Staff at the Metropolitan Expeditionary Learning School in Queens were accustomed to meeting with each other on Zoom, so school leaders figured it would be easy to transition to it for student review sessions or even real-time classes.

But on the very first day of remote learning, some students shared their Zoom links with their friends from other schools, who “bombed” the session with inappropriate photos or flooded the text message part of the platform that allows users to share texts with the whole group.

“Zoombombing is no joke. I don’t think we were ready for that,” sat Pat Finley, one of the school’s co-principals. “If a teacher wants to hold a review session for 100 kids, you just can’t monitor what kids are screenshotting and what’s going on in the chat.”

The vast majority of students at his school did not abuse the platform, Finley stressed. But if a few students share the links with their friends, they can quickly take over the video conference and ruin the experience for dozens or hundreds of other students.

“We’re definitely not doing away with [Zoom], but we have to go back to the drawing board,” he added.

Schools aren’t the only institutions that have struggled with Zoom-related pranks. The restaurant chain Chipotle ended a public Zoom conference after someone began broadcasting pornographic images, and other Zoom-oriented events have faced similar problems.
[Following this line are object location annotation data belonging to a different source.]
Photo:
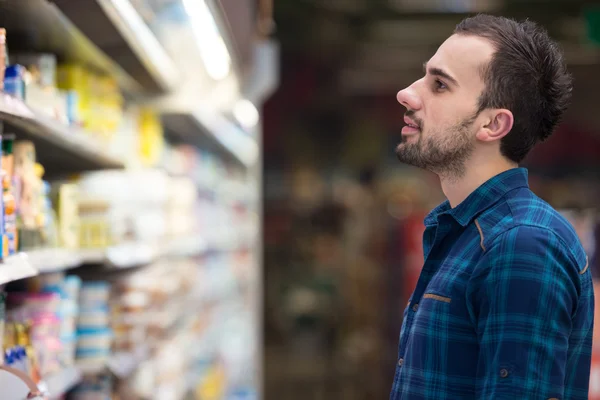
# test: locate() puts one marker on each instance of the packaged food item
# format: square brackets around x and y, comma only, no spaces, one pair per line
[24,180]
[10,235]
[2,323]
[14,81]
[94,295]
[66,198]
[3,55]
[41,67]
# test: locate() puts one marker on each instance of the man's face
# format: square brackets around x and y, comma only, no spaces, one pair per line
[441,117]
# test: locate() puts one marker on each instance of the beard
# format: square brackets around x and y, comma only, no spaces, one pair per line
[441,152]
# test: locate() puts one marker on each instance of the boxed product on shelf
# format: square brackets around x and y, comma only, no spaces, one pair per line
[41,67]
[94,338]
[9,204]
[3,56]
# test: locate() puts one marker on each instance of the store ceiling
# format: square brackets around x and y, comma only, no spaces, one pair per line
[376,46]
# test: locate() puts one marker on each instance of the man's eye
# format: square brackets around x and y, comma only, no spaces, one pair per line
[439,85]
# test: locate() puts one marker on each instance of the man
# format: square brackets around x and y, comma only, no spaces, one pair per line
[503,308]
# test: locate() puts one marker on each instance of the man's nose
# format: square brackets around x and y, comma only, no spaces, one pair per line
[409,98]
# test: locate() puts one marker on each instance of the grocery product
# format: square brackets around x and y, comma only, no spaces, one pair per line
[14,81]
[66,199]
[10,238]
[3,55]
[41,67]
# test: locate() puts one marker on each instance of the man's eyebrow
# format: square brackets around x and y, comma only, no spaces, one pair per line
[439,72]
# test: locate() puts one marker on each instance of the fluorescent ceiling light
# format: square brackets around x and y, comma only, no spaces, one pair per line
[142,41]
[210,41]
[246,113]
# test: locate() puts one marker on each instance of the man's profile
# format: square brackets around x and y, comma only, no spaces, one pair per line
[504,306]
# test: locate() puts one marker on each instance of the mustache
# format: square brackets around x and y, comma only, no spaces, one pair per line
[411,114]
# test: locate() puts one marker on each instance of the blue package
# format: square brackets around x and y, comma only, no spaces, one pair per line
[14,81]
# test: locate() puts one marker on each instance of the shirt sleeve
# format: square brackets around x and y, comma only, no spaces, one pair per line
[522,296]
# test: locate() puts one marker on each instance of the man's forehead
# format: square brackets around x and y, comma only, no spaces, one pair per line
[462,56]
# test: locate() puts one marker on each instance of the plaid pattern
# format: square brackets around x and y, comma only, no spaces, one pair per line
[504,306]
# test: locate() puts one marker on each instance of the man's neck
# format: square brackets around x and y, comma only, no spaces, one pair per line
[458,189]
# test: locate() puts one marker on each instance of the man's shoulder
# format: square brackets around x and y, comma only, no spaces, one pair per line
[528,220]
Still, as schools frantically try to move instruction online, Zoom is an appealing option, since it is easy for anyone with a link and free software to join a given videoconference. About 600,000 people downloaded the Zoom app last Sunday, the New York Times reported.

Stephanie Edmonds, a global history teacher at the Bronx High School for Law and Community Service, was surprised at what happened during her first Zoom class meeting, as students wrote messages in the chat function that lets users type in shared remarks as people are speaking. 
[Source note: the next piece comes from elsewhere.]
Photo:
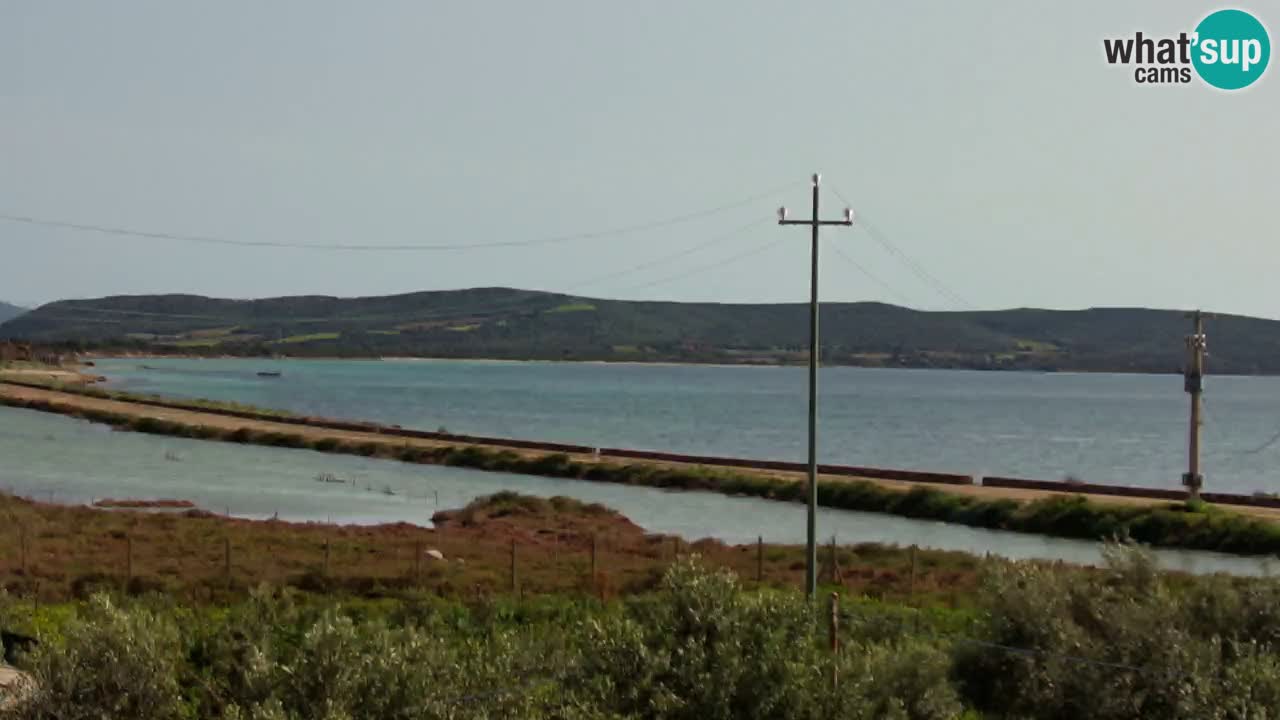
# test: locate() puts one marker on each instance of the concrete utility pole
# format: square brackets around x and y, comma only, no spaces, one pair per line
[1194,384]
[814,223]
“Some people were in there, and they started writing not so nice things in the chat, or going over my screen, so I had to kick some people out,” she said.

She decided to take precautions the next day. 
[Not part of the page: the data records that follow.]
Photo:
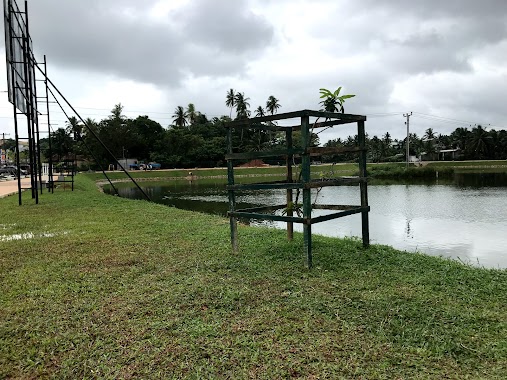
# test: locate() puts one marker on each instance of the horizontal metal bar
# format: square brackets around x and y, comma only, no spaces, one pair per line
[258,120]
[334,207]
[266,186]
[336,215]
[334,182]
[333,115]
[318,151]
[291,115]
[262,154]
[279,218]
[262,208]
“I’m going to put up, ‘If you want to be accepted, you need to put your first and your last name in there,’” Edmonds explained, adding that she would do more research on what kind of controls she could use to prevent others from taking over the meeting. 

As Diamond Skinner wrapped up a unit on civil rights with her middle schoolers at The Computer School on the Upper West Side, she wasn’t fazed when, on the first day of remote learning, her lesson was suddenly interrupted by loud music in the video meeting.

“I still believe in rigor,” she said. “We can’t waste this time.” 

She added, “I immediately knew who it was, so I muted them.”

The disruption was short-lived. When her students asked where it came from, Skinner told them not to worry about and moved on with teaching. 

“The same kind of techniques I can use in the classroom, I can use online,” Skinner said. 

Sometimes the disruptions were inadvertent. 

Kim Dempsey, a 10th grade chemistry teacher at East Side Community High School, started preparing for remote learning last week, so she had time to play around with Zoom and plan for potential kinks.

From scouring Facebook groups, Dempsey decided it was easier to impose certain restrictions on Zoom instead of Google Meet, such as stopping students from unmuting themselves.

She felt ready for Monday, but while she was sharing a lesson with the 35 students who had logged on, she noticed someone was drawing a line over her screen.

“I sort of said to the whole class, ‘You know guys, I didn’t even know this was possible.’ I think part of it is letting them know, ‘You got me here, guys!’” Dempsey said.

But the culprit, she soon discovered, was her co-teacher drawing a smiley face.

“For the most, part my students were really good,” Dempsey said.